De son côté, l’Etat verse à ces familles modestes une indemnité de 220 dinars par mois au titre d’aides sociales. Une somme qui peut paraître symbolique quand on connait la hausse vertigineuse du coût de la vie ces dernières années.

Ainsi, pour compléter leurs revenus beaucoup travaillent dans le secteur informel. En Tunisie, presque la moitié des travailleurs ne sont pas déclarés. Toujours selon l’INS, 44,5% de la main d’oeuvre nationale appartient au secteur informel, dont 42,5%, travaillent de manière indépendante.

Pour la plupart, ce sont des travailleurs qui cherchent à compléter des revenus faibles afin de s’assurer un meilleur pouvoir d’achat, et ce malgré les risques qui peuvent en découler.

Aux vues de la faiblesse des ressources publiques, l’élargissement de l’assiette de l’indemnité accordée aux familles démunies et à revenu limité n’est pas dans la stratégie du ministère des Affaires sociales qui préfère insérer ces catégories dans le circuit économique, afin qu’elles contribuent à la création des richesses.

La micro-finance: un levier de développement pour les petits entrepreneurs

La microfinance en Tunisie a connu une croissance importante ces dernières années. La Tunisie dispose d’un cadre législatif favorable aux institutions de microfinance, et plusieurs d’entre elles opèrent dans le pays.

La microfinance est considérée comme un outil important pour lutter contre la pauvreté et l’exclusion financière. Elle vise à fournir des services financiers de base, tels que des prêts, à des personnes et à des entreprises qui ont généralement un accès limité aux services financiers traditionnels.

Plusieurs institutions de microfinance opèrent en Tunisie, y compris des ONG, des coopératives et des banques spécialisées dans la microfinance. La Banque Centrale de Tunisie réglemente le secteur de la microfinance en fixant des limites aux taux d’intérêt, en établissant des exigences de capital et en supervisant les institutions de microfinance.

La microfinance est devenue de plus en plus importante en Tunisie, en particulier pour les personnes ayant des moyens limités.
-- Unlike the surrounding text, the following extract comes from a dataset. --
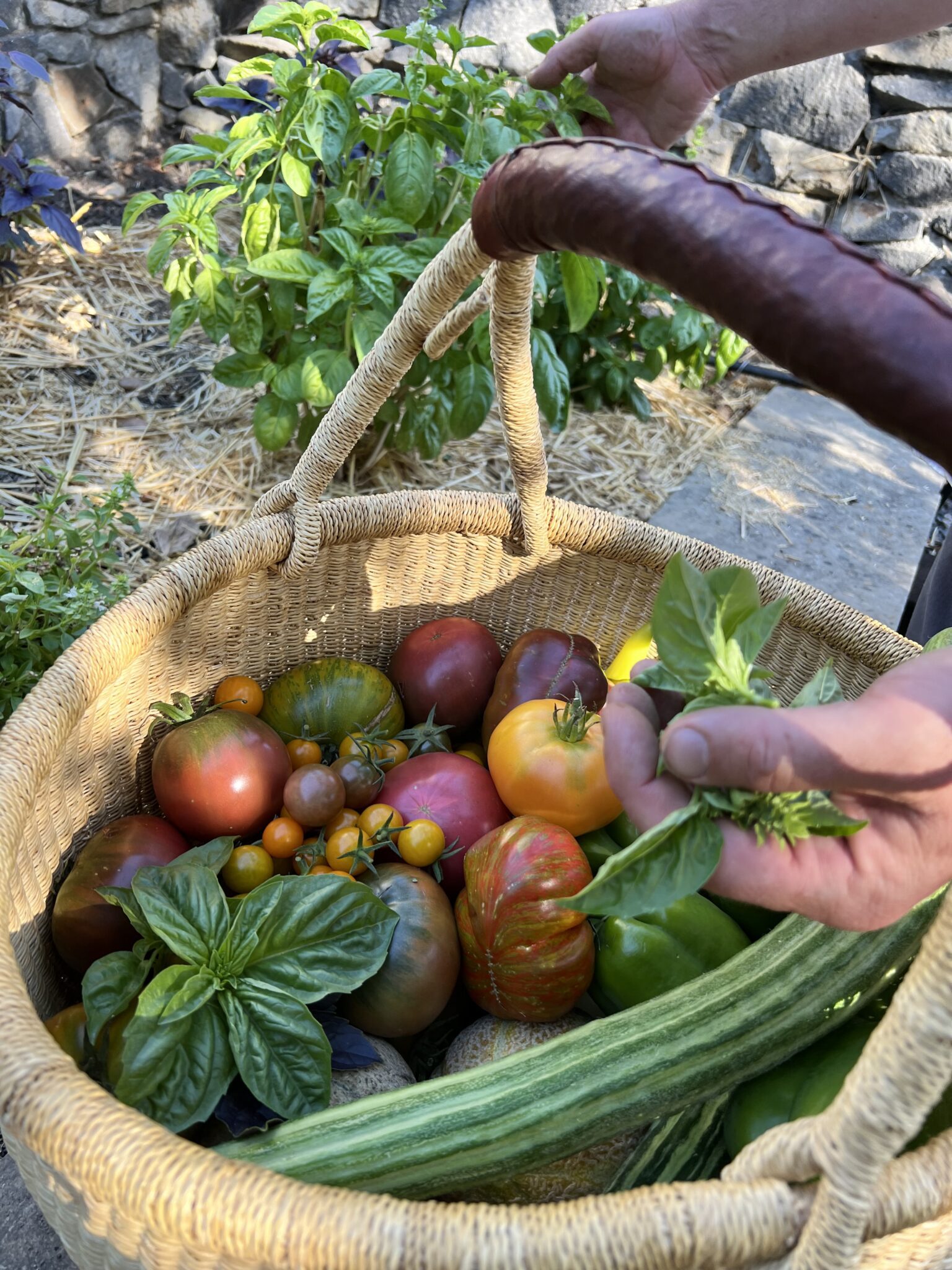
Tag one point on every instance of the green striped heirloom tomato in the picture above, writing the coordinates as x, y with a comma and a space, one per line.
524, 957
639, 958
332, 698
Les services de microfinance ont contribué à créer de nouvelles opportunités d’affaires et à renforcer l’économie locale.

Aujourd’hui, les institutions de microfinance en Tunisie offrent une gamme de produits financiers, y compris des prêts pour les petites entreprises, pour l’achat de matériel ou d’équipements, pour l’agriculture et la pêche, pour l’habitat, des assurances, des produits d’épargne et des transferts d’argent.
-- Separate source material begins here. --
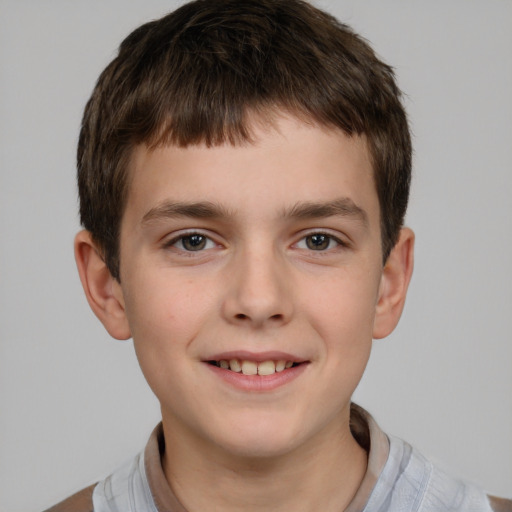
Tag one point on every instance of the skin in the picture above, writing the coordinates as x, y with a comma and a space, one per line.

Les taux d’intérêt pour les prêts de microfinance en Tunisie sont réglementés par la Banque Centrale de Tunisie et varient généralement entre 5% et 15%. Les institutions de microfinance en Tunisie ont également mis en place des mécanismes pour évaluer la capacité de remboursement des clients, tels que l’analyse de crédit et les garanties.
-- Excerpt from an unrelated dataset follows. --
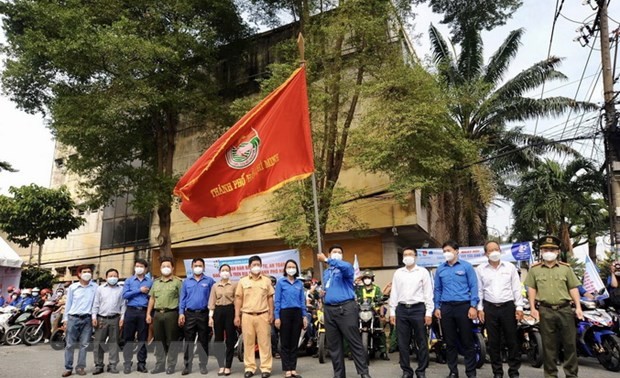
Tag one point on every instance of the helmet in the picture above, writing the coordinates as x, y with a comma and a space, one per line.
368, 273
La microfinance en Tunisie a permis à de nombreuses personnes de sortir de la pauvreté et de développer leurs activités économiques. Elle a également contribué à l’autonomisation des femmes en leur donnant accès à des services financiers, ce qui leur permet de devenir des acteurs économiques importants dans leur communauté.

Selon la Banque Centrale de Tunisie, il y avait 178 institutions de microfinance en Tunisie à la fin de l’année 2020, dont 78 ONG, 48 coopératives et 52 banques spécialisées dans la microfinance.

Le nombre total de clients des institutions de microfinance en Tunisie a augmenté régulièrement ces dernières années, passant de 517 000 en 2015 à 1,2 million en 2020.

Le portefeuille de prêts des institutions de microfinance en Tunisie s’élevait à 2,8 milliards de dinars tunisiens à la fin de l’année 2020, contre 2,4 milliards de dinars tunisiens à la fin de l’année 2019.

Le taux de pénétration de la microfinance en Tunisie reste encore bas puisqu’il s’établit à environ 10%, ce qui signifie que seulement 10% de la population tunisienne a accès à des services de microfinance.

En termes de genre, les femmes représentent une part importante des clients de la microfinance en Tunisie. Selon la BCT, environ 52% des clients de la microfinance en Tunisie sont des femmes.

Le statut d’auto-entrepreneur pour inciter les plus démunis à s’insérer dans le circuit économique

Comme évoqué auparavant, près de la moitié des travailleurs en Tunisie sont actifs dans ce que l’on appelle le secteur informel. C’est-à-dire qu’ils exercent une activité non déclarée, sans statut officiel, sans contribution aux caisses sociales, et sans paiement d’impôts ou de taxes.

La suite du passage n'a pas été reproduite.